Muntinlupa Rep. Rodolfo Biazon said that a plan by the Department of Budget and Management to allocate P40 billion over the next years to modernize the Armed Forces of the Philippines has been a long time coming.
Biazon said that the 2005 AFP modernization program called for a total budget of P60 billion but only P27 billion has been allotted so far.
“This amount is not enough,” said Biazon, a former AFP chief of staff. “I am drafting a new AFP modernization bill and it will indicate where the funds will come from.”
Congress has allocated P5 billion annually for the AFP modernization from 2005 to 2010. President Aquino more than doubled the amount to P11 billion in this year’s budget with the bulk coming from the government’s share in the Malampaya gas production.
But Bayan Muna Rep. Teodoro Casiño said that the budget department’s proposal was too much.
“Why spend billions on ships and planes, when we can’t even have enough teachers, books, and school chairs? As of 2011, the government admitted that it lacks around 100,000 teachers, 150,000 classrooms, 13.5 million chairs, and 95.5 million textbooks,” Casiño said.

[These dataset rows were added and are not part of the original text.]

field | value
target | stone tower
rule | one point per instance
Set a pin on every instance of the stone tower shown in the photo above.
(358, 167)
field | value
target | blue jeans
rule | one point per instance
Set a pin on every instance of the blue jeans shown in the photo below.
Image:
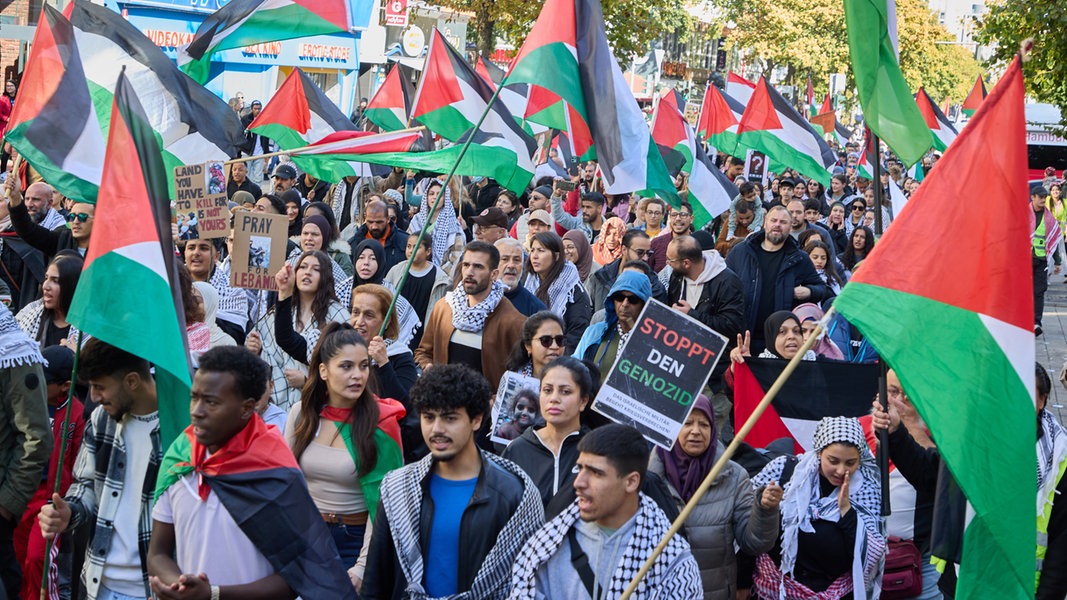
(349, 541)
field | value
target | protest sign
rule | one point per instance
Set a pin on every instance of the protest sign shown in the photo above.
(658, 373)
(258, 250)
(516, 407)
(200, 201)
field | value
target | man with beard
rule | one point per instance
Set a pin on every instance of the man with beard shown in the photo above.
(114, 477)
(512, 263)
(473, 325)
(775, 272)
(451, 523)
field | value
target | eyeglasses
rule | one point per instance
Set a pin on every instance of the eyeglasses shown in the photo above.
(546, 341)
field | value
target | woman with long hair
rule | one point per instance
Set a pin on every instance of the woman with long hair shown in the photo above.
(312, 302)
(44, 319)
(557, 283)
(541, 343)
(345, 439)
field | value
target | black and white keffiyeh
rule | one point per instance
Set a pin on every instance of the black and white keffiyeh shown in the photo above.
(561, 290)
(16, 347)
(470, 318)
(674, 573)
(803, 503)
(402, 500)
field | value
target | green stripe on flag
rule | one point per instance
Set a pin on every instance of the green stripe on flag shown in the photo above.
(982, 416)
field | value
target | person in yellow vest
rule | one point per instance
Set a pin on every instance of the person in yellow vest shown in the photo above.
(1045, 238)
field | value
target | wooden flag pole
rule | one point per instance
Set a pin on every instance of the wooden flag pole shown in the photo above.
(721, 461)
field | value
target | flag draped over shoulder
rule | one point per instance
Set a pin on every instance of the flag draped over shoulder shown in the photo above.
(244, 22)
(259, 483)
(710, 191)
(943, 311)
(888, 108)
(191, 124)
(53, 126)
(128, 295)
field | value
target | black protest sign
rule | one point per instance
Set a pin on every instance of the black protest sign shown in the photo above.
(659, 373)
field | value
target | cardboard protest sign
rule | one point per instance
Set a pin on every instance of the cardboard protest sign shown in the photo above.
(658, 373)
(200, 201)
(516, 407)
(259, 241)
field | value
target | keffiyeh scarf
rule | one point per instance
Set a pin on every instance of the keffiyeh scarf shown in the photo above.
(470, 318)
(662, 581)
(802, 503)
(402, 501)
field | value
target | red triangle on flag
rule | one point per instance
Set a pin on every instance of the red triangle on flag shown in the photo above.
(288, 108)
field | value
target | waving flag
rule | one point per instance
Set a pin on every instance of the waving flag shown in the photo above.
(244, 22)
(53, 125)
(391, 107)
(144, 315)
(710, 191)
(941, 310)
(770, 125)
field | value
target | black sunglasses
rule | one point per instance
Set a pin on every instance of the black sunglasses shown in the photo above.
(546, 341)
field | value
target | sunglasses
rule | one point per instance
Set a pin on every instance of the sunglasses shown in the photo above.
(546, 341)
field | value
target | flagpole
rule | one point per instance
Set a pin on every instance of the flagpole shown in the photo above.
(721, 461)
(58, 476)
(441, 196)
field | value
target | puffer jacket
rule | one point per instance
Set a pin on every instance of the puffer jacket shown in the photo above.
(728, 512)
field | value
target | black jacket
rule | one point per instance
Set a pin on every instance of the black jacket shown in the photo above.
(496, 496)
(796, 269)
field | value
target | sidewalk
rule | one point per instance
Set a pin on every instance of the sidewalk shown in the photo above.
(1051, 348)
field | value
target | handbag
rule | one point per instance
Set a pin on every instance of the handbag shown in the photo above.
(904, 570)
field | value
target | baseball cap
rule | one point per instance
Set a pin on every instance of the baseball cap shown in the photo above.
(492, 216)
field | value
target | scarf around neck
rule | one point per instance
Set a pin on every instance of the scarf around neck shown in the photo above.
(471, 318)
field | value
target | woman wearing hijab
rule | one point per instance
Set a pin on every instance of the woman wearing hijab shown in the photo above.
(832, 542)
(730, 512)
(578, 252)
(608, 245)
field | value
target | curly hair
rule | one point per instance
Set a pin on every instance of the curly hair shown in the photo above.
(450, 387)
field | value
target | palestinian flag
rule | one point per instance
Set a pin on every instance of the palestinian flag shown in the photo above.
(192, 125)
(389, 107)
(974, 98)
(943, 311)
(882, 92)
(244, 22)
(299, 114)
(144, 315)
(936, 121)
(710, 191)
(719, 116)
(771, 126)
(815, 390)
(259, 483)
(53, 125)
(568, 54)
(739, 88)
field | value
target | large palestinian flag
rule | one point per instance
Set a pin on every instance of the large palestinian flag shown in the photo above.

He said that the government should first conduct an audit of where the modernization funds went considering the allegations of corruption that had hounded the top military brass in the last decade.
“They are just using the South China Sea dispute as an excuse for AFP fattening and corruption while the country’s poor are wanting and in dire need of resources. Our conflict with China and other claimant countries in the Spratlys can be resolved peacefully,” Casiño said.